The code defines a distributed, machine-learning application that classifies Colombian climate data and provides decision support to environmental designers seeking to understand the spatial and temporal use of low-energy design strategies.
A summary presentation of the project can be seen here.
Results from the evaluation of the project that also demonstrate the online dashboard can be seen here.
For more detail read the abstract below, for even more detail review the dissertation and the astah diagrams in the documentation folder.
The Application folder contains the Java code for the graphical user interface.
The Dashboard folder contains the JavaScript files for the visualisiton of analysis results.
The SparkClimateClustering folder contains the Java code for the Apache Spark ananlysis of the climate data set.
Diagram showing the interface for building analysis workflows.
The aim of this dissertation is to develop a distributed, machine-learning application that classifies Colombian climate data and provides decision support to environmental designers seeking to understand the spatial and temporal use of low-energy design strategies. These strategies can help provide more comfortable living and working conditions for people using the buildings and reduce the need for heating and cooling, lowering emissions and energy consumption. Implementing these strategies requires understanding the local and regional climate conditions over different periods. In Colombia, a lack of seasons, extreme topographical vari-ations and subtle tropical patterns make identifying localized, low-energy construction strategies complex.

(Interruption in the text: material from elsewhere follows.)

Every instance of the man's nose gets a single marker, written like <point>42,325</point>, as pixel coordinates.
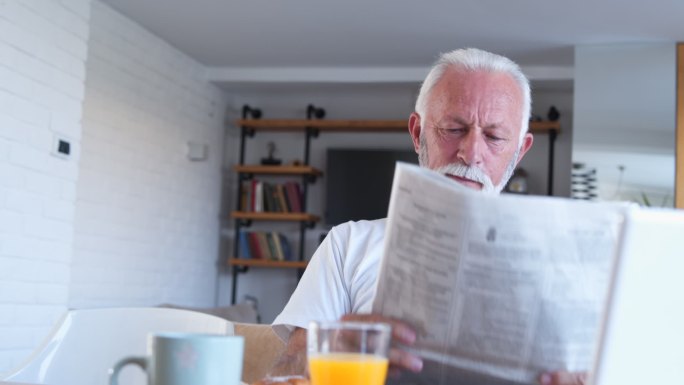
<point>470,148</point>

The dissertation provides an overview of literature covering previous relevant research publications and theory, this includes examination of low-energy design strategies and spatiotemporal nature of climate data. The literature review summarises big data tools and systems, relevant to climate data and identifies recent applications of machine learning to classify climates. The analysis and design chapter describes use cases, identifies system requirements and proposes a general system design. The implementation chapter documents how Agile Model Driven Development is used to model, implement and document a software artefact, which integrates a local application with analysis and visualisation in a distributed, cloud-based environment.
The completed system allows users to explore a climatic dataset with the aim of finding spatiotemporal patterns and linking these to low-energy design techniques. A graphical user interface provides tools to configure analytic jobs, create and edit design strategies on a psychrometric chart and monitor the status of cloud resources. Apache Spark provides a distributed framework for processing the data using hierarchical and non-hierarchical clustering techniques. The system links clusters to design strategies and calculates domain and data-centric indices that indicate clustering performance.
The evaluation chapter describes the system appraisal process involving a series of analytic experiments that capture clustering specific and domain centric performance metrics. Both metrics indicate that the artefact can classify the Colombian climate into distant classes that represent climate patterns. Visualisation of the results of the evaluation support this finding by graphically representing known patterns in space and time and linking these with appropriate design strategies. Finally, software walkthroughs with domain experts suggest that with modification of certain controls and re-evaluation of the primary users the application is useful in industry.